Wow, vielen Dank. Das wäre echt nicht nötig gewesen!
Wenn ich's so benutze, bin ich allerdings nicht wirklich in der Lage zu erklären, wie es funktioniert :wink: 

Danke auch für den Hinweis auf meinen Fehler mit "*i++*", doch ein ziemlich peinlicher Fehler  

Daraufhin habe ich jedenfalls noch etwas probiert, und die Sache jetzt auch mit zusätzlicher Abfrage soweit am Laufen. Da gibt's sicher noch Verbesserungspotential, aber so ist's zumindest glaubwürdig, daß das Programm von mir stammt   


```
class EIN
{
	static double[] messein ()		
	{
		double eingabe[];
		int i=1, anzahl=-1;		
		while (anzahl<1)
		{ 	System.out.print("Bitte geben Sie die Anzahl Ihrer Messwerte ein (mindestens 1): ");		 
			anzahl=IO1.einint();
			System.out.println();
		}		
		eingabe=new double[anzahl];		
		do
		{
		System.out.print("Bitte geben Sie den "+i+". Messwert ein: ");		
		eingabe[i-1]=IO1.eindouble();			
		i++;
		}
		while (i<=anzahl);
		System.out.println();
		return eingabe;		
	}		
}
```



```
class programm16
{
   public static void main (String args[])
   {
      double wert[] = EIN.messein();
      for(int i=0; i<wert.length; i++)
      System.out.println(wert[i]);
   }
}
```

Jetzt kann ich mich also an die komplizierteren Teile des Programms begeben 8)

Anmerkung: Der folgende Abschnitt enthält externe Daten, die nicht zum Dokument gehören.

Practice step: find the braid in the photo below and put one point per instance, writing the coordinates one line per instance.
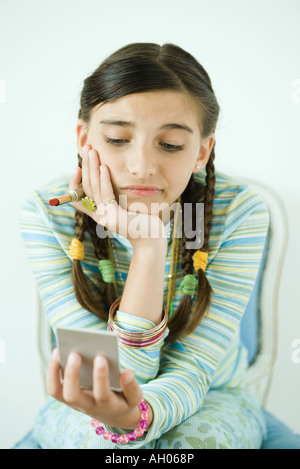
(183, 322)
(101, 252)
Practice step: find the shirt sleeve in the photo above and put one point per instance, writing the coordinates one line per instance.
(187, 367)
(51, 267)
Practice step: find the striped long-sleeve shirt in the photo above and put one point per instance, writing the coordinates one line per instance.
(176, 378)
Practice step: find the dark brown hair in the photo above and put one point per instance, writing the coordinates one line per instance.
(137, 68)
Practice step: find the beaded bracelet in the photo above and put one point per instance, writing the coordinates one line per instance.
(136, 339)
(131, 436)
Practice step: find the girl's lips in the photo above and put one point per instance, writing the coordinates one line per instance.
(143, 192)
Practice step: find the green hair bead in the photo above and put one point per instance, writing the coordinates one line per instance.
(189, 285)
(107, 270)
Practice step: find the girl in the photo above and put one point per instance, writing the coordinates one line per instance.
(146, 136)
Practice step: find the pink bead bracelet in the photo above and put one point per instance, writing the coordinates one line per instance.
(131, 436)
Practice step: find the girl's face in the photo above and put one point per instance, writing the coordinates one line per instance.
(148, 139)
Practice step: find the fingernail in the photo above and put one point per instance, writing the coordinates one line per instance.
(73, 359)
(100, 362)
(129, 377)
(55, 354)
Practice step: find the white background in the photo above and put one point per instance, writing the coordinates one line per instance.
(47, 48)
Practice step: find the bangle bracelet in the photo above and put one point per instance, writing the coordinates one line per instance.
(136, 339)
(131, 436)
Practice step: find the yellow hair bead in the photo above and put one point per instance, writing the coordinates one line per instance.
(200, 260)
(76, 250)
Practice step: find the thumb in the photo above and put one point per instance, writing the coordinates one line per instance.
(132, 391)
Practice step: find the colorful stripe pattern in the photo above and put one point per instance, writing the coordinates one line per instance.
(175, 378)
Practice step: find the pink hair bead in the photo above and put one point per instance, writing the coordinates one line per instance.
(100, 431)
(107, 435)
(123, 439)
(95, 423)
(143, 424)
(131, 436)
(139, 432)
(143, 406)
(115, 438)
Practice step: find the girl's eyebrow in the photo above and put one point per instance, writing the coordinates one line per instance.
(131, 124)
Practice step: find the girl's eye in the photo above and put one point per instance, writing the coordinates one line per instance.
(167, 146)
(114, 141)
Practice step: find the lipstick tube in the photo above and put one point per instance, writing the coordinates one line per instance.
(73, 195)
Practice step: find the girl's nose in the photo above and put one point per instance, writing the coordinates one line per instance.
(142, 163)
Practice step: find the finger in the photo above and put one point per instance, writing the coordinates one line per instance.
(107, 192)
(86, 182)
(75, 179)
(101, 386)
(94, 163)
(132, 391)
(53, 379)
(72, 393)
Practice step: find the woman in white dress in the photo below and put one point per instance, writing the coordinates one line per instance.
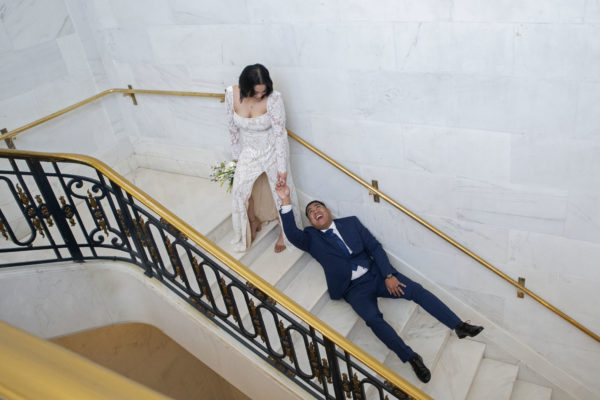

Danke an alle für die Hilfe, alleine säße ich vermutlich immer noch verzweifelt vorm Rechner :toll:


----------



## Gabbiadini (4. Jan 2005)

Habe dazu jetzt doch noch eine weitere Frage.

Ich habe mir das ganze jetzt so vorgestellt, daß ich den Benutzer zuerst alle Werte eingeben lasse, und anschließend verschiedene Sachen mit diesen Werten anstelle (Sortieren, Mittelwert, etc.).

Dafür habe ich für das Sortieren, den Mittelwert, etc jeweils wieder eine eigene Methode programmiert, die ich aus main() aufrufe. Das Einbinden klappt auch wunderbar - allerdings mit einem Problem: Es werden nicht die bereits eingegebenen Werte übernommen, sondern der Benutzer wird bei jeder einzelnen "Untermethode" wieder zu einer neuen Eingabe aufgefordert.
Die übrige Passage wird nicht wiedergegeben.